Thursday, 10 December 2020

More uprooted, fewer return, pushing forcibly displaced above 80 million

 


More uprooted, fewer return, pushing forcibly displaced above 80 million

© UNHCR/Roland Tuley
Refugees from Côte d’Ivoire await registration in Liberia in October 2020.
    
9 December 2020

The number of people forcibly displaced around the world has doubled in the past decade and is estimated to have passed 80 million in mid-2020, as few could go home and more were uprooted, the UN refugee agency (UNHCR) said in a report published on Wednesday.

That total, roughly equivalent to the population of Germany or Turkey, includes people displaced within their own country, refugees, asylum seekers and others who have been forced out of their own country.

UN High Commissioner for Refugees Filippo Grandi said the numbers had risen as the international community had failed to safeguard peace.

Global ceasefire now

“We are now surpassing another bleak milestone that will continue to grow unless world leaders stop wars”, Mr.

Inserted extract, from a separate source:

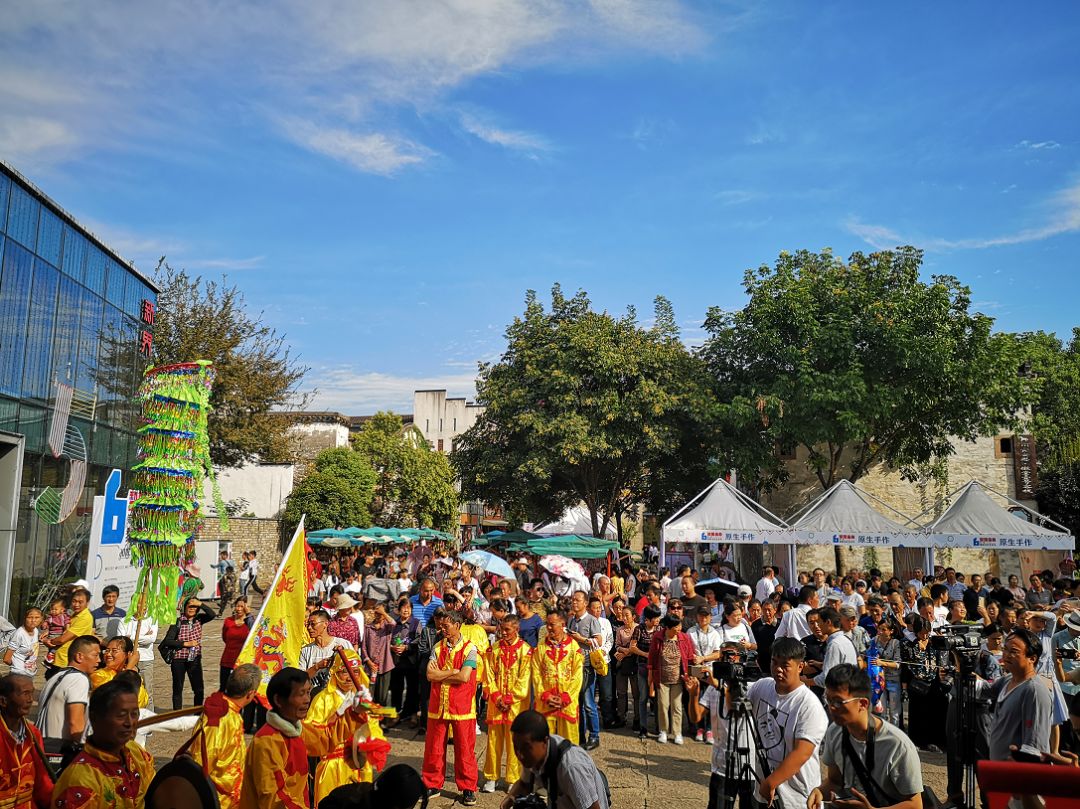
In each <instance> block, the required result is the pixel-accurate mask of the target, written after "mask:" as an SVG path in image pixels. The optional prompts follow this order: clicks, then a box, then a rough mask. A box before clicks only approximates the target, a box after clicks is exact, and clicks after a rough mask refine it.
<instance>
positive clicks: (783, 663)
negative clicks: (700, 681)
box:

Grandi said in a statement, resonating with the UN Secretary-General's call for a global ceasefire amidst the collective struggle to turn the COVID tide.

The year saw a continuation of the conflicts and humanitarian crises in Syria, the Democratic Republic of the Congo, Mozambique, Somalia, and Yemen that have driven people from their homes in previous years, as well as significant new displacement resulting from brutal violence, including rape and executions, across Africa’s Central Sahel region.

But 2020 also added a new factor: the COVID-19 pandemic.

“While COVID-19 has temporarily led to a reduction in the number of new asylum-seekers due to movement restrictions and border closures, including when no exceptions are made for admission to territory, the underlying factors leading to conflict in situations globally remain unaddressed”, the UNHCR report said.

“At the same time, resettlement countries are accepting smaller numbers of refugees, and host countries are struggling to integrate displaced populations. Restrictions on movement and concerns about transmission of the virus have resulted in some solutions programmes being almost entirely suspended.”

Syrians and Venezuelans

As the first wave of the pandemic was in progress during April, 168 countries had fully or partially closed their borders, with 90 countries making no exception for people seeking asylum; although 111 countries have since found pragmatic ways to keep their asylum system fully or partially operational, UNHCR said.

The mid-year figure of 80 million includes 26.4 million refugees, including 5.7 million under the mandate of the UN Palestinian relief agency UNRWA, plus 4.2 million asylum-seekers and 3.6 million Venezuelans displaced abroad.

© UNHCR/Will Swanson
Ethiopian refugees register with UNHCR at Um Rakuba camp in Al Qadarif state, Sudan, after fleeing their home.

Those figures come on top of the 45.7 million people who were displaced around the world at the start of 2020 – a number that was not updated in UNHCR’s latest calculation.

The biggest group of refugees are victims of almost a decade of war in Syria, totalling 6.6 million. Neighbouring Turkey, with 3.6 million refugees, remains the world’s biggest host nation for refugees, followed by Colombia, Pakistan and Uganda.

Germany – another major destination for Syrians fleeing the conflict – hosts 1.1 million refugees, the fifth biggest population globally.

Only one per cent made it home

During the first half of 2020, only around one per cent of the overall displaced population is thought to have gone home, a much lower rate than in the same period of 2019.

The number of internally displaced people returning fell by almost three-quarters to 635,000, with Democratic Republic of the Congo, Iraq, and South Sudan accounting for the bulk of returns. The number of refugees returning fell by one-fifth to 102,600, and 85,000 Venezuelans also returned from neighbouring countries.